作者: not4weak    时间: 2026-5-2 18:12     标题: The Debt Trap: Is the U.S. Facing a "Terminal" Economic Flatline?

本帖最后由 not4weak 于 2026-5-2 18:14 编辑

For decades, economists have debated the sustainability of the U.S. national debt. However, according to Professor Steve Hanke, a renowned applied economist at Johns Hopkins University, we have moved past the era of debate and into a state of "free-fall." The fundamentals of the American economy are currently signaling what Hanke describes as "regime uncertainty"—a period where the very rules of the economic game are unstable, leaving the nation’s future in jeopardy.

The Ominous Milestone: Interest vs. Defense
A traditional red flag for empires in decline is the moment the cost of servicing old debt exceeds the cost of protecting the realm. We have reached that milestone. Interest expenses on the U.S. national debt have now surpassed the entire defense budget. When a nation spends more on its past (interest) than its security (defense) or its future (investment), it enters a state of terminal trouble. This fiscal cannibalism leaves the government with no "dry powder" to handle the next inevitable crisis.

The Trump Legacy: A Major Pockmark
While political narratives often focus on trade wars or social policy, Hanke points to a more objective failure: the fiscal trajectory during the Trump presidency. Despite a period of economic growth, the national debt ballooned, setting the stage for the current instability. Hanke notes that this failure to restrain spending during a "boom" will go down in history as a major pockmark on Trump's presidency, proving that the debt crisis is not a partisan issue, but a systemic one.



"Regime Uncertainty" and the Economic Flatline
The term "regime uncertainty" refers to a state where businesses and investors cannot predict the future regulatory, tax, or fiscal environment. With a debt-to-GDP ratio reaching historic highs, the market begins to price in the risk of a "permanent economic flatline." If the government must continuously print money or raise taxes just to pay interest, private innovation is choked out, and growth stalls indefinitely.

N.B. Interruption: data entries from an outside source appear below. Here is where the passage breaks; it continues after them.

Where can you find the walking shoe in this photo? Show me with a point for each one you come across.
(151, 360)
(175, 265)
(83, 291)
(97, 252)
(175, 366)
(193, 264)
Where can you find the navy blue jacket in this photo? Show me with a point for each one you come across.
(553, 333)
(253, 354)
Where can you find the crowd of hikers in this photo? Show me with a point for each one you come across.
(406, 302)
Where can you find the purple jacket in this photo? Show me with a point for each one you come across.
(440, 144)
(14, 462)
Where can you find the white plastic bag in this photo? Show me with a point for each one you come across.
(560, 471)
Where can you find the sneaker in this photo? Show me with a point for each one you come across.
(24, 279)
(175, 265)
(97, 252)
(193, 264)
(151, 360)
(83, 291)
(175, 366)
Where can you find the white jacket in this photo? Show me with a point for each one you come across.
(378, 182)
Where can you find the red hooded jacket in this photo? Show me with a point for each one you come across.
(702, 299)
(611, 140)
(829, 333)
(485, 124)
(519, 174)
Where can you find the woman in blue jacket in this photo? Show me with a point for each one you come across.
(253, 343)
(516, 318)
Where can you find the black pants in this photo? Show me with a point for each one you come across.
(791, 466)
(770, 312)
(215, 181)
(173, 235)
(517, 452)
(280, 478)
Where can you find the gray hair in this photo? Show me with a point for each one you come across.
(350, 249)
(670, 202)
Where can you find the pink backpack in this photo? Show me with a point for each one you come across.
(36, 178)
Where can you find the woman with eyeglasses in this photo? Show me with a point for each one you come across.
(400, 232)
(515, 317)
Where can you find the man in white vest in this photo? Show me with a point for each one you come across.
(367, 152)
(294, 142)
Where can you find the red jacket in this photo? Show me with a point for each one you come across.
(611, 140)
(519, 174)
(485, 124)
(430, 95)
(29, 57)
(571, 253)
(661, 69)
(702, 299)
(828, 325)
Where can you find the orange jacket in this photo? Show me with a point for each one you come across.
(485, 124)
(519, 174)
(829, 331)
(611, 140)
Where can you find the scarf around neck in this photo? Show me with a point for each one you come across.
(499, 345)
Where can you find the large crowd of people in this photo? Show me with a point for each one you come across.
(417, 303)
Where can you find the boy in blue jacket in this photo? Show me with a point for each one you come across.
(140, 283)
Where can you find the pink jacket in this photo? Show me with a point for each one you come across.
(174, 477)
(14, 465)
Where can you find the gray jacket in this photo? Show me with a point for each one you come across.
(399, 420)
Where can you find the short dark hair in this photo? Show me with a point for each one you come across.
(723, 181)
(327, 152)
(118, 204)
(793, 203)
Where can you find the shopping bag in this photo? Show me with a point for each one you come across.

The Solution: A Constitutional Debt Break
Hanke’s warning comes with a drastic prescription. He argues that the U.S. political class is incapable of self-regulation. To prevent a total collapse, he is calling for a constitutional convention to implement a "debt break"—a legal mechanism, similar to those used in Switzerland or Germany, that would constitutionally mandate a balanced budget or limit debt growth to a percentage of economic output.

Conclusion
The fundamentals of the United States are currently in a state of free-fall. Without a fundamental change in the "regime"—moving away from endless deficit spending and toward constitutional restraint—the U.S. risks following the path of historical empires that spent their way into irrelevance. As Hanke suggests, the time for minor policy tweaks has passed; the time for a structural "debt break" is now.